Beforehand, the Huskies are scheduled to compete at the Desert Peak Invitational, Davis Invitational and Herriman Twilight meets in addition to their regional competition. Hillcrest will host the regional JV meet on their home track on May 14.
Stucki had goals for both boys and girls to win region this year, lead by “a solid group of seniors that could win eight to 10 of the 14 individual events and all three relays. Depending on (athletes’) health, we should be able to score in every event. Our girls may have a chance to be top five at state. I’m expecting top 10 and hoping for more.”
Hooper and her relay-mate, Cobabe, recently committed to run track at Westminster College on academic and athletic scholarships. Stucki said that four others — Sharp, Martin, Justin Canals and Alex Cardona — may sign as well.
Hooper appreciates the coaching staff — Stucki, Anthony Alford, Jeni Hancey, Matt Lewis and Jared Croft — who “have all put in so much effort into the track program. They produce great athletes and are always pushing us to be better. Also, they care about their athletes outside of the track, which shows that they aren't just in the program for the recognition or for superficial reasons.”

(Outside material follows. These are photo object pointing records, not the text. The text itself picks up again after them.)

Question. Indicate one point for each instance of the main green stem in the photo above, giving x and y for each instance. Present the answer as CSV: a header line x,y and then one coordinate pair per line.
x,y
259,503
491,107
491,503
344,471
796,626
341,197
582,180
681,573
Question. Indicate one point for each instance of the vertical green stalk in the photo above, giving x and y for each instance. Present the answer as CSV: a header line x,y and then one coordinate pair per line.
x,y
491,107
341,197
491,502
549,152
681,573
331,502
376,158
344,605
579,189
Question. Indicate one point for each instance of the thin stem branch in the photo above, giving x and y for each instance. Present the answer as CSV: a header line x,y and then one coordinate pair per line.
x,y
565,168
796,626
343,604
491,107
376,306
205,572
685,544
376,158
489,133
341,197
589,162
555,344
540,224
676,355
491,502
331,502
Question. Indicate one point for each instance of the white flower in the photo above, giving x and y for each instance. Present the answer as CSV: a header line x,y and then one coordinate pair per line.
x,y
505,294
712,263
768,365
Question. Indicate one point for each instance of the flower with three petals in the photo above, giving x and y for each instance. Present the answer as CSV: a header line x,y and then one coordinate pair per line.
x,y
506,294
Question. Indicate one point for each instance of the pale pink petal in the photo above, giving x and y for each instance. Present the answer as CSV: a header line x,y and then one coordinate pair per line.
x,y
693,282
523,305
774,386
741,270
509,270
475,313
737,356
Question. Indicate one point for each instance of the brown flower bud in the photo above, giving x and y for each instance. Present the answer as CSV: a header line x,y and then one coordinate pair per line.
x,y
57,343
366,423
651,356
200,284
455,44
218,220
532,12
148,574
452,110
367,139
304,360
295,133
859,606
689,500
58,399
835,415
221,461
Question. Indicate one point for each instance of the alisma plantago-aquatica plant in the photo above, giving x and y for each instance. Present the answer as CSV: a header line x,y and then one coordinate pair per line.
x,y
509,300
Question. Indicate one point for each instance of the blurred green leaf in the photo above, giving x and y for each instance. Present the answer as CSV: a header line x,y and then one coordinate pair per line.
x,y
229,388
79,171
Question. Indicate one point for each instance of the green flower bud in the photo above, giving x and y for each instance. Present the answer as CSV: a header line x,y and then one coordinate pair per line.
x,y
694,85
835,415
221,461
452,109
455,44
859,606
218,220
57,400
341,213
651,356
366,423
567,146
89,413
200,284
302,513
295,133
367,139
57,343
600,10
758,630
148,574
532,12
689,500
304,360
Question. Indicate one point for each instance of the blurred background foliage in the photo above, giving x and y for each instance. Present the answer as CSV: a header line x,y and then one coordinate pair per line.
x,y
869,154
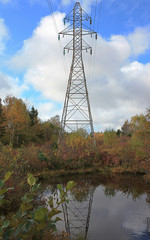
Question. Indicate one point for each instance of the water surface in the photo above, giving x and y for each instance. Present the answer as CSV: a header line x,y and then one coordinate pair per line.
x,y
105,208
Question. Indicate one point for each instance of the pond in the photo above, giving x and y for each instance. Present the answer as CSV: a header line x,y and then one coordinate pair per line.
x,y
107,207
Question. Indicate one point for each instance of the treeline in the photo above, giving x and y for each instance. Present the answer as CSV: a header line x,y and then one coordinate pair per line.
x,y
127,149
20,125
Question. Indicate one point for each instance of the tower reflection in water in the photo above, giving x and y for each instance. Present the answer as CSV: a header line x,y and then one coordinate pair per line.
x,y
77,211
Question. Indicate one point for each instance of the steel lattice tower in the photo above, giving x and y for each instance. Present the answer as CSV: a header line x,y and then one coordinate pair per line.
x,y
76,111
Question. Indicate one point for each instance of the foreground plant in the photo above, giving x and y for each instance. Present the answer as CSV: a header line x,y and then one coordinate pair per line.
x,y
30,221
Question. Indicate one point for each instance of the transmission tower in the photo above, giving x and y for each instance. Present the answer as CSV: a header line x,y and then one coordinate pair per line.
x,y
76,112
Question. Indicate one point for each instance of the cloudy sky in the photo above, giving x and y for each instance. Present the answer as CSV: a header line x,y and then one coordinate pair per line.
x,y
32,65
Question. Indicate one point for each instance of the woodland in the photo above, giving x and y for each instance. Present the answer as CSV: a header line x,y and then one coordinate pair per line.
x,y
29,151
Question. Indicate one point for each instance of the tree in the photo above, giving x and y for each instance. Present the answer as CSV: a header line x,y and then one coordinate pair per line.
x,y
33,113
2,121
17,120
126,128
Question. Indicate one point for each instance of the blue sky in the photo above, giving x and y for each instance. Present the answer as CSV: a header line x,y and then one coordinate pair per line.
x,y
117,73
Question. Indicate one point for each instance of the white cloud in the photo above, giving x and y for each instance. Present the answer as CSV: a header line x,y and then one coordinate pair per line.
x,y
3,35
10,86
119,88
4,1
139,40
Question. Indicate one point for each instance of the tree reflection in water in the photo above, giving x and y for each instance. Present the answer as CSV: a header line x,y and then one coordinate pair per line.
x,y
120,201
77,211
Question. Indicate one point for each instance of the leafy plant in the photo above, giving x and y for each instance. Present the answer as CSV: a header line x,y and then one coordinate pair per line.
x,y
30,221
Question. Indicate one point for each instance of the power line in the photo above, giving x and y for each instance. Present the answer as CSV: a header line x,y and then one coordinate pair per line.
x,y
56,28
95,47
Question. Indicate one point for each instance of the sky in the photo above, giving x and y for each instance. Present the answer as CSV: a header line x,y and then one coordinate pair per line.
x,y
32,65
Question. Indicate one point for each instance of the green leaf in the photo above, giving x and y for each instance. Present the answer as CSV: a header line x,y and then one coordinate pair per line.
x,y
57,219
3,191
40,214
59,186
7,176
31,180
53,212
1,183
70,185
6,224
26,206
50,202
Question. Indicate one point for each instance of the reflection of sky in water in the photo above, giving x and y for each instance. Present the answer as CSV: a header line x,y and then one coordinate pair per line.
x,y
112,218
118,218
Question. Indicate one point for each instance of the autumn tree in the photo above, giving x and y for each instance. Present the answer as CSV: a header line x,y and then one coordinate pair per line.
x,y
33,114
2,121
17,120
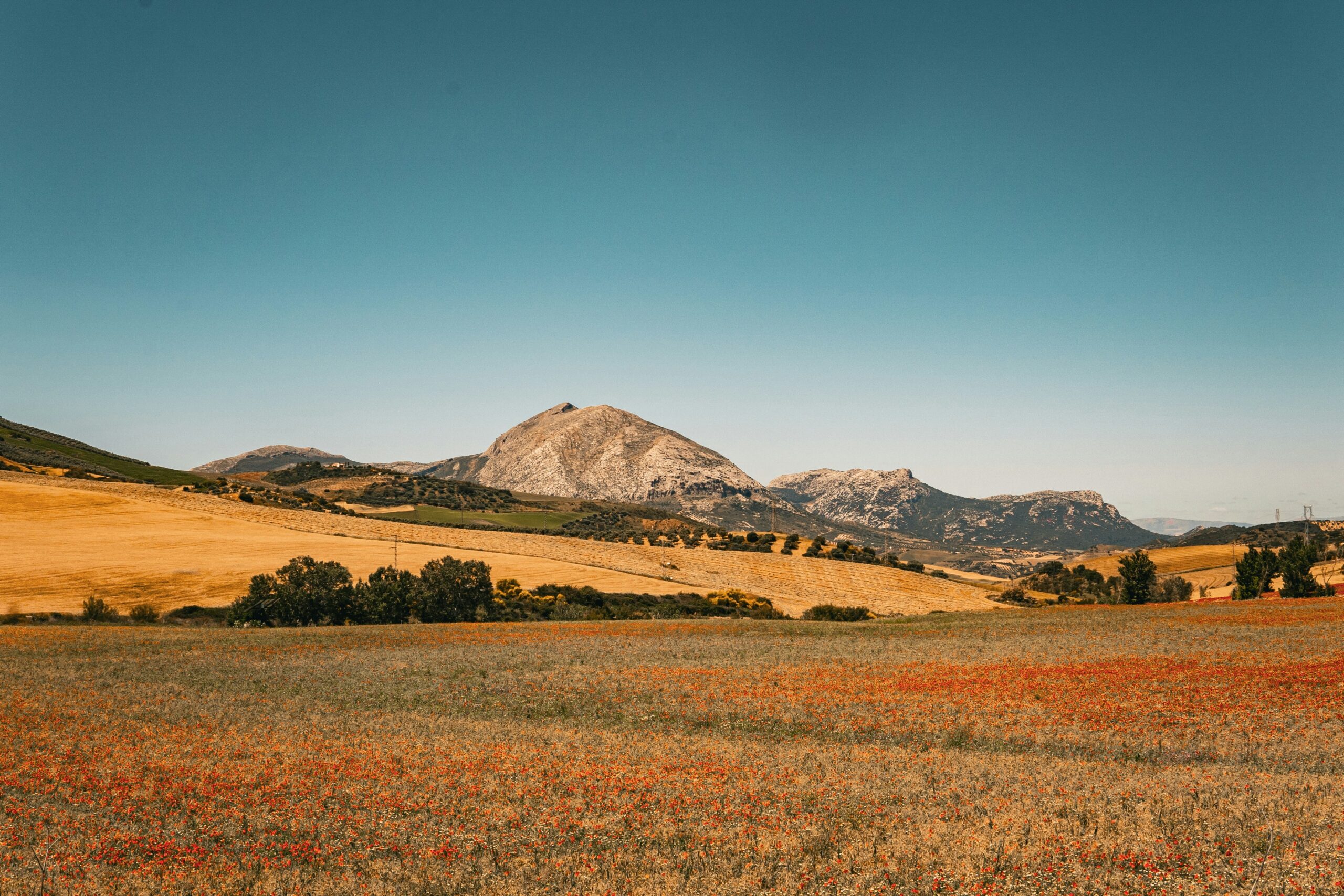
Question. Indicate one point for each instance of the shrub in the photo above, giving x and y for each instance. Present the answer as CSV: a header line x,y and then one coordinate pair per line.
x,y
99,610
1016,597
835,613
144,614
1138,578
1296,567
387,598
1172,589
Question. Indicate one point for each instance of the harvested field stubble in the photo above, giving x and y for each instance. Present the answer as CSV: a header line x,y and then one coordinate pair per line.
x,y
792,583
1187,749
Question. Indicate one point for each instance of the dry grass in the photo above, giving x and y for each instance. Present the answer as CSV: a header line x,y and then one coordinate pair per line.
x,y
793,583
1182,749
1177,561
62,546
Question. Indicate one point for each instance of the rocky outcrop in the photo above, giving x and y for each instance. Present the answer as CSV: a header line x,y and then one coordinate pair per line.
x,y
601,452
273,457
897,501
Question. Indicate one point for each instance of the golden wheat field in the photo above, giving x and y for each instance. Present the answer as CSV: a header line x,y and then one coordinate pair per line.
x,y
1177,561
1160,750
68,537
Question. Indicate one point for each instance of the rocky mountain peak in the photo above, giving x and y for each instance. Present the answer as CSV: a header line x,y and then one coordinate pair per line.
x,y
896,500
270,457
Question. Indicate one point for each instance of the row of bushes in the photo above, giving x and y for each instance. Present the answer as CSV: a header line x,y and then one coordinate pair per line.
x,y
1136,583
1258,567
308,592
97,610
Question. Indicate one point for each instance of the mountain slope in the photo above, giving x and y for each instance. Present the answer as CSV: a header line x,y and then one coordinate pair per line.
x,y
264,460
896,500
30,446
603,452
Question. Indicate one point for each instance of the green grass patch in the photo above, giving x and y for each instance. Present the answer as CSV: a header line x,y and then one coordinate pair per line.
x,y
145,472
529,519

On the boys’ side, the sprinting team is lead by Cardona, who at state last season finished ninth in the 100 meters and was part of the third-place 4x100 relay team, and freshman Parker Boggess in the throwing events. Seniors Joao Silva, Zach Stout, and Laran Lewis should place well in the longer sprints, Stucki said.
For the boys’ distance runners, Canals, who competed in the 3200 meters at state, and junior Zac Hastings, who competed in the 800 meters last year at state, are leading this year’s squad.
“We have a handful of freshman every year that show promise for the future. Our distance will be a major strength,” Stucki said. “(At region,) we should win all three distance races with depth behind. We should score in all field events with maybe a couple wins and place in every event. We should win the medley relay for the boys and make it to state in the other two.”
At state, he hopes the boys’ team will place in the top 10 at state.
Hastings, who individually hopes to win the 800 meters and mile at region, said his favorite race is the 1600 meters.
“It's just the right distance to push yourself to the limit without running eight laps,” he said, saying his brother and parents, who all enjoy the sport, influenced him to run. “The 800 meters is the hardest race in my opinion just because of its intensity."
Hastings is in his second track season and has run cross country for three years.
“I decided to do track mainly because I love the feeling when I PR (personal record) or overcome the odds,” adding that his long-term goal is to drop 20 seconds in his mile to break the school record of 4:13 that was set in the 1970s. “I have my work cut out for me; I'm hoping I can do it.”
Hastings said it's the people that he runs with that makes him love track.
“They know how to work hard and still have a good time. For the most part we do a really good job of supporting each other as we try to do our best,” he said.
Hooper agrees: “The team overall is very cohesive…for the most part, I feel like everyone gets along well; it's like a family. It feels like everyone is rooting for each other and pushing each other to do their best.”